• Docs >
  • Iterable-style DataPipes
Shortcuts

Iterable-style DataPipes

An iterable-style dataset is an instance of a subclass of IterableDataset that implements the __iter__() protocol, and represents an iterable over data samples. This type of datasets is particularly suitable for cases where random reads are expensive or even improbable, and where the batch size depends on the fetched data.

For example, such a dataset, when called iter(iterdatapipe), could return a stream of data reading from a database, a remote server, or even logs generated in real time.

This is an updated version of IterableDataset in torch.

class torchdata.datapipes.iter.IterDataPipe(*args, **kwds)

Iterable-style DataPipe.

All DataPipes that represent an iterable of data samples should subclass this. This style of DataPipes is particularly useful when data come from a stream, or when the number of samples is too large to fit them all in memory. IterDataPipe is lazily initialized and its elements are computed only when next() is called on the iterator of an IterDataPipe.

All subclasses should overwrite __iter__(), which would return an iterator of samples in this DataPipe. Calling __iter__ of an IterDataPipe automatically invokes its method reset(), which by default performs no operation. When writing a custom IterDataPipe, users should override reset() if necessary. The common usages include resetting buffers, pointers, and various state variables within the custom IterDataPipe.

Note

Only one iterator can be valid for each IterDataPipe at a time, and the creation a second iterator will invalidate the first one. This constraint is necessary because some IterDataPipe have internal buffers, whose states can become invalid if there are multiple iterators. The code example below presents details on how this constraint looks in practice. If you have any feedback related to this constraint, please see GitHub IterDataPipe Single Iterator Issue.
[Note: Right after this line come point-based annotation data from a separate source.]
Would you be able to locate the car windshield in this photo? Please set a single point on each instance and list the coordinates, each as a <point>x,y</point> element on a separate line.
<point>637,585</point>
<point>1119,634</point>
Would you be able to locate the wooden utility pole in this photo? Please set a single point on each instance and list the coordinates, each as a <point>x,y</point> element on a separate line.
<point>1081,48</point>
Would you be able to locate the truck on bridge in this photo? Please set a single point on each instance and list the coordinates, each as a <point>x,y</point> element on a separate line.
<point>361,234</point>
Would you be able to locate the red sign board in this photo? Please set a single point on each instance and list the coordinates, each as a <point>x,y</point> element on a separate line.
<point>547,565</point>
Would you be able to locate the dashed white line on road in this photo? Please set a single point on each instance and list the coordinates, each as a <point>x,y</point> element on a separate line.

These DataPipes can be invoked in two ways, using the class constructor or applying their functional form onto an existing IterDataPipe (recommended, available to most but not all DataPipes). You can chain multiple IterDataPipe together to form a pipeline that will perform multiple operations in succession.

Note

When a subclass is used with DataLoader, each item in the DataPipe will be yielded from the DataLoader iterator. When num_workers > 0, each worker process will have a different copy of the DataPipe object, so it is often desired to configure each copy independently to avoid having duplicate data returned from the workers. get_worker_info(), when called in a worker process, returns information about the worker. It can be used in either the dataset’s __iter__() method or the DataLoader ‘s worker_init_fn option to modify each copy’s behavior.

Examples

General Usage:
>>> # xdoctest: +SKIP
>>> from torchdata.datapipes.iter import IterableWrapper, Mapper
>>> dp = IterableWrapper(range(10))
>>> map_dp_1 = Mapper(dp, lambda x: x + 1)  # Using class constructor
>>> map_dp_2 = dp.map(lambda x: x + 1)  # Using functional form (recommended)
>>> list(map_dp_1)
[1, 2, 3, 4, 5, 6, 7, 8, 9, 10]
>>> list(map_dp_2)
[1, 2, 3, 4, 5, 6, 7, 8, 9, 10]
>>> filter_dp = map_dp_1.filter(lambda x: x % 2 == 0)
>>> list(filter_dp)
[2, 4, 6, 8, 10]
Single Iterator Constraint Example:
>>> from torchdata.datapipes.iter import IterableWrapper, Mapper
>>> source_dp = IterableWrapper(range(10))
>>> it1 = iter(source_dp)
>>> list(it1)
[0, 1, 2, 3, 4, 5, 6, 7, 8, 9]
>>> it1 = iter(source_dp)
>>> it2 = iter(source_dp)  # The creation of a new iterator invalidates `it1`
>>> next(it2)
0
>>> next(it1)  # Further usage of `it1` will raise a `RunTimeError`

We have different types of Iterable DataPipes:

  1. Archive - open and decompress archive files of different formats.

  2. Augmenting - augment your samples (e.g. adding index, or cycle through indefinitely).

  3. Combinatorial - perform combinatorial operations (e.g. sampling, shuffling).

  4. Combining/Splitting - interact with multiple DataPipes by combining them or splitting one to many.

  5. Grouping - group samples within a DataPipe

  6. IO - interacting with the file systems or remote server (e.g. downloading, opening, saving files, and listing the files in directories).

  7. Mapping - apply the a given function to each element in the DataPipe.

  8. Others - perform miscellaneous set of operations.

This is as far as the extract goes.